Induction therapy is the initial phase of treatment for newly diagnosed multiple myeloma, aiming to rapidly reduce the myeloma burden and prepare patients for further therapy1. This phase typically involves combination regimens of three or four drugs administered over multiple cycles3. Quadruplet regimens, which add an anti-CD38 monoclonal antibody such as daratumumab to a triplet backbone of bortezomib, lenalidomide, and dexamethasone, are now recommended as standard first-line therapy for both transplant-eligible and ineligible patients3.

"CAR T-cell treatment is one of the best therapies that science has produced. Imagine a patient who has been on multiple myeloma therapy on a regular basis for years, and they can now have a treatment-free holiday and long-lasting disease control for several months or even years. That's very exciting for these patients."

— Shahzad Raza, MD, Cleveland Clinic5

The choice of induction therapy is individualized based on patient characteristics, disease biology, and risk stratification1. Standard regimens combine:

  • Immunomodulatory drugs (IMiDs) like lenalidomide and pomalidomide, which enhance immune surveillance and exert direct anti-myeloma effects1.
  • Proteasome inhibitors such as bortezomib, carfilzomib, and ixazomib, which block protein degradation, causing toxic protein buildup and apoptosis in myeloma cells1.
  • Corticosteroids like dexamethasone, which reduce inflammation and tumor burden1.

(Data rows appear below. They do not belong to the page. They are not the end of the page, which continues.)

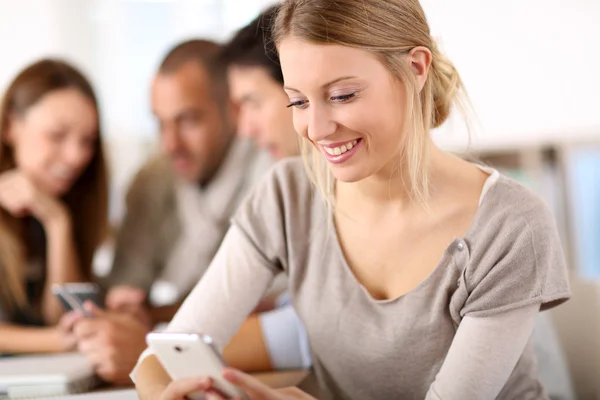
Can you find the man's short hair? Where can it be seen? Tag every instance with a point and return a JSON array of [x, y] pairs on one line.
[[206, 54], [252, 46]]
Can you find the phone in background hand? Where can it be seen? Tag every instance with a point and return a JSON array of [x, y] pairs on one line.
[[190, 355], [74, 295]]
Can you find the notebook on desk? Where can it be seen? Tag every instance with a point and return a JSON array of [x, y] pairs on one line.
[[44, 376], [129, 394]]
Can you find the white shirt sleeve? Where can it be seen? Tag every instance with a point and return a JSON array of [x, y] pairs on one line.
[[483, 354], [285, 338], [229, 290]]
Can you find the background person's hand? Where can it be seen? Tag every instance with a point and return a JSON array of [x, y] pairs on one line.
[[64, 331], [21, 197], [130, 300], [112, 342]]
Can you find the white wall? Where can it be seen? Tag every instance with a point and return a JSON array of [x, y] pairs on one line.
[[530, 66]]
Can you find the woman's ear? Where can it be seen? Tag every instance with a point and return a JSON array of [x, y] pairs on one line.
[[420, 61], [6, 131]]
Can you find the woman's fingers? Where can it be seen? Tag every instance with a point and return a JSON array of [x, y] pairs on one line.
[[181, 388]]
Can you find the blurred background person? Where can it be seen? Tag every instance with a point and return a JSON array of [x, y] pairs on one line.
[[178, 210], [256, 87], [53, 201]]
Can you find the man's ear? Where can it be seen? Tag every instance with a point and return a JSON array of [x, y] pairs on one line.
[[419, 59]]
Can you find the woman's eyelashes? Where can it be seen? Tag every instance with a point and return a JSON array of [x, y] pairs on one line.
[[341, 99], [298, 103]]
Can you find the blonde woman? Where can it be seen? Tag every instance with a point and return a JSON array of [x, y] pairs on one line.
[[417, 274], [53, 195]]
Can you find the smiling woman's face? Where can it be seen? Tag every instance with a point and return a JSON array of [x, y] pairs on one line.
[[55, 139], [347, 103]]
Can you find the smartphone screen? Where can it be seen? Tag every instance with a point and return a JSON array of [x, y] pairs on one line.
[[73, 295]]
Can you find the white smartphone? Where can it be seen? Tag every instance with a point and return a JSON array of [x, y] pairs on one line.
[[74, 295], [189, 355]]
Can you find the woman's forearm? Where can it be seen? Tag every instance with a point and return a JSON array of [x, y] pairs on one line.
[[62, 266], [27, 340]]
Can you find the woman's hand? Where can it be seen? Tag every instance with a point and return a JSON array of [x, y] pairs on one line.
[[254, 389], [65, 338], [21, 197]]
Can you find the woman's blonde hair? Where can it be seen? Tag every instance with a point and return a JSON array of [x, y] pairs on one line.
[[86, 201], [389, 29]]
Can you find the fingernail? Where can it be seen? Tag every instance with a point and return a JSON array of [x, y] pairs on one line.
[[204, 381], [230, 374]]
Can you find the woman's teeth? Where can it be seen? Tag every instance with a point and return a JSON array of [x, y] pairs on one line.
[[336, 151]]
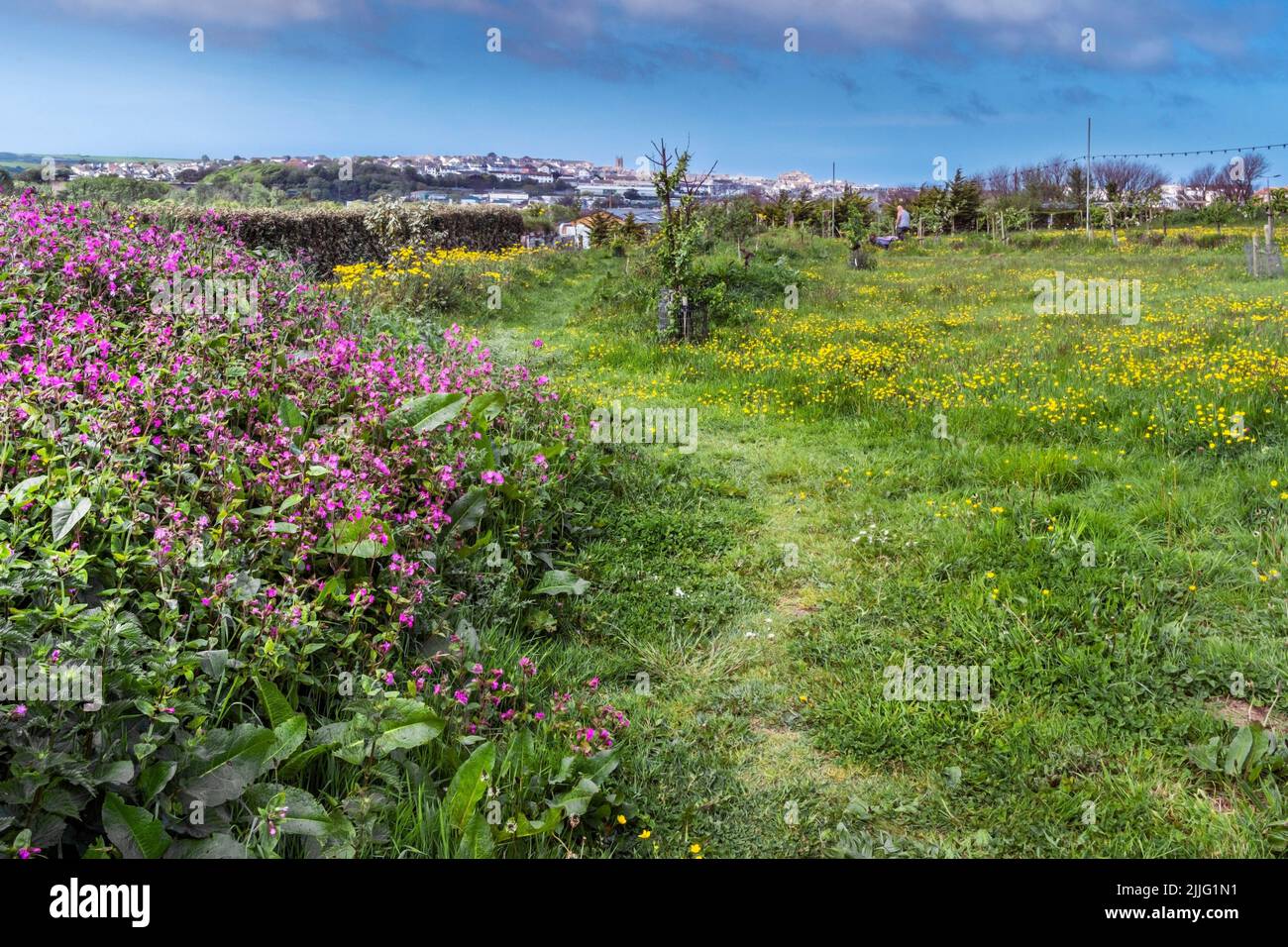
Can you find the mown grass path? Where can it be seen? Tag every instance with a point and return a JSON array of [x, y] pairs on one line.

Recent clinical trials have demonstrated that adding anti-CD38 antibodies to these combinations improves response rates and delays disease progression3. Risk-adapted therapy, guided by genetic and clinical factors, is emphasized by both the European Myeloma Network and NCCN guidelines to optimize outcomes14.

Autologous Stem Cell Transplant for Multiple Myeloma: Procedure & Recovery

Autologous stem cell transplantation (ASCT) remains a cornerstone of treatment for eligible multiple myeloma patients after induction therapy1. ASCT uses the patient’s own stem cells, collected and cryopreserved before administering high-dose chemotherapy to eradicate residual myeloma cells1. The reinfusion of stem cells restores bone marrow function and hematopoiesis, allowing recovery from intensive treatment1.

The transplant process includes:

  1. Stem cell collection from the patient’s mcv blood test results meaning and normal range and cryopreservation1.
  2. Administration of high-dose chemotherapy to eliminate remaining cancer cells1.
  3. Reinfusion of the collected stem cells to repopulate the bone marrow1.

Recovery from ASCT typically takes several months and may involve side effects such as taste changes, mucositis (mouth sores), and fatigue1. While ASCT improves progression-free survival, its impact on overall survival is less clear1.

Non-transplant-eligible patients, often due to age or comorbidities, receive extended induction and maintenance therapy instead, sometimes up to 12 cycles of treatment1. Both the NCCN and European Myeloma Network provide detailed criteria for patient selection and management14.